Lembro de conversas com jovens atletas e também com estudantes prestes a enfrentar um vestibular decisivo, e percebo sempre o mesmo padrão se repetindo. A mente entra em um estado de alerta que não diferencia uma prova de uma ameaça real. O cérebro da sobrevivência assume o controle, e o resultado é sempre o mesmo, um turbilhão de pensamentos acelerados, mãos suando, dificuldade de lembrar o que foi estudado durante meses.
Isso não é falta de preparo, é fisiologia. Quando o corpo interpreta a sala de prova como perigo, ele redireciona energia para reagir e fugir, não para pensar com clareza. É por isso que tantos estudantes brilhantes travam justamente no momento em que mais precisam de lucidez, o cérebro simplesmente não sabe que uma redação ou uma prova de múltipla escolha não coloca a vida em risco.

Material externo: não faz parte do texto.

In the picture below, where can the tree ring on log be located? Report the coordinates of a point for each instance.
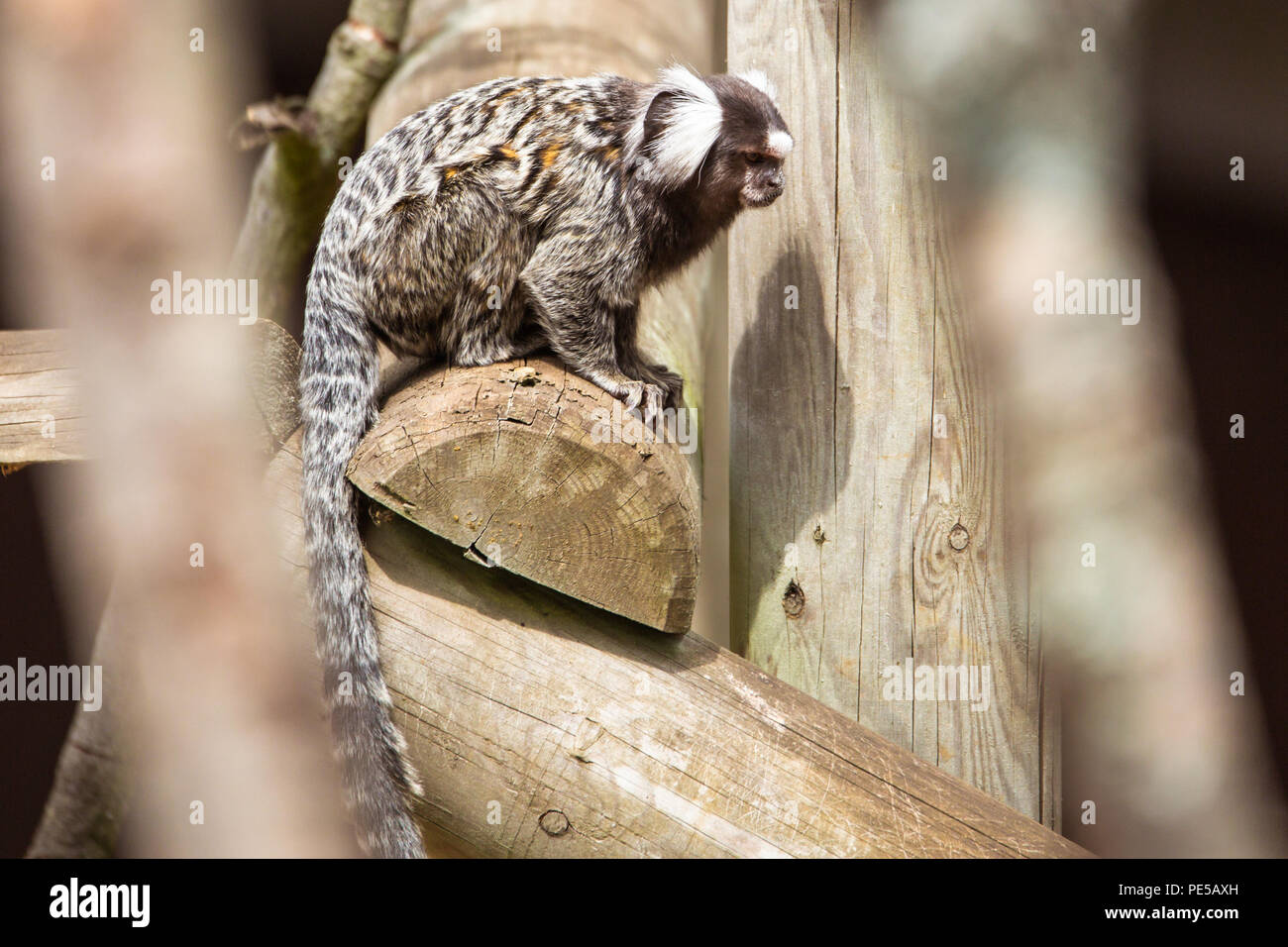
(532, 468)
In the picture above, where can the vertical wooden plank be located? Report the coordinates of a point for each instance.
(782, 304)
(867, 539)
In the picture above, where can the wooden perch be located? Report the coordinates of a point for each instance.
(40, 415)
(505, 462)
(589, 735)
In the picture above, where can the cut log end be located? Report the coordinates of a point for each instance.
(531, 470)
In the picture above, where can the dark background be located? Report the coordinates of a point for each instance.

A boa notícia é que a calma pode ser treinada, assim como qualquer outra habilidade. Não é uma questão de personalidade, de quem "nasceu mais tranquilo", é construção de presença, é treino de atenção. E esse treino não precisa ser complicado nem demorado.
Uma das práticas mais simples que oriento é a contagem da respiração, contar de um a dez, e quando a mente se perder no meio do caminho, e ela vai se perder, simplesmente voltar ao um, sem julgamento. Esse gesto de voltar, sem se cobrar, é o próprio treino. É ele que ensina o cérebro a sair do modo automático de alerta e entrar em um estado de escolha.
Outra ferramenta poderosa é a visualização. Antes de uma prova importante, reservar alguns minutos para se imaginar entrando na sala, sentando, respirando, lendo as questões com calma, e terminando com a sensação de dever cumprido. O cérebro não distingue perfeitamente entre uma cena vividamente imaginada e uma vivida, e por isso essa prática ajuda a criar um caminho neural de familiaridade em vez de ameaça.
Pequenos exercícios físicos também fazem diferença, alongar o corpo, movimentar os ombros, caminhar por alguns minutos antes de entrar na sala. O corpo e a mente conversam o tempo todo, e mover o corpo é uma forma direta de sinalizar segurança para o sistema nervoso.
O que costumo dizer é que a preparação para uma prova não termina no conteúdo estudado. Ela inclui também preparar o estado interno de quem vai responder às perguntas. De nada adianta meses de estudo se, na hora decisiva, o cérebro da sobrevivência assume e apaga o acesso a tudo aquilo que foi aprendido.
Presença não é ausência de nervosismo. É a capacidade de sentir o nervosismo e, mesmo assim, permanecer conectado ao que se sabe, ao que se é capaz de fazer. É esse treino diário, repetido antes de cada prova, que separa quem trava de quem entrega o seu melhor no momento que mais importa.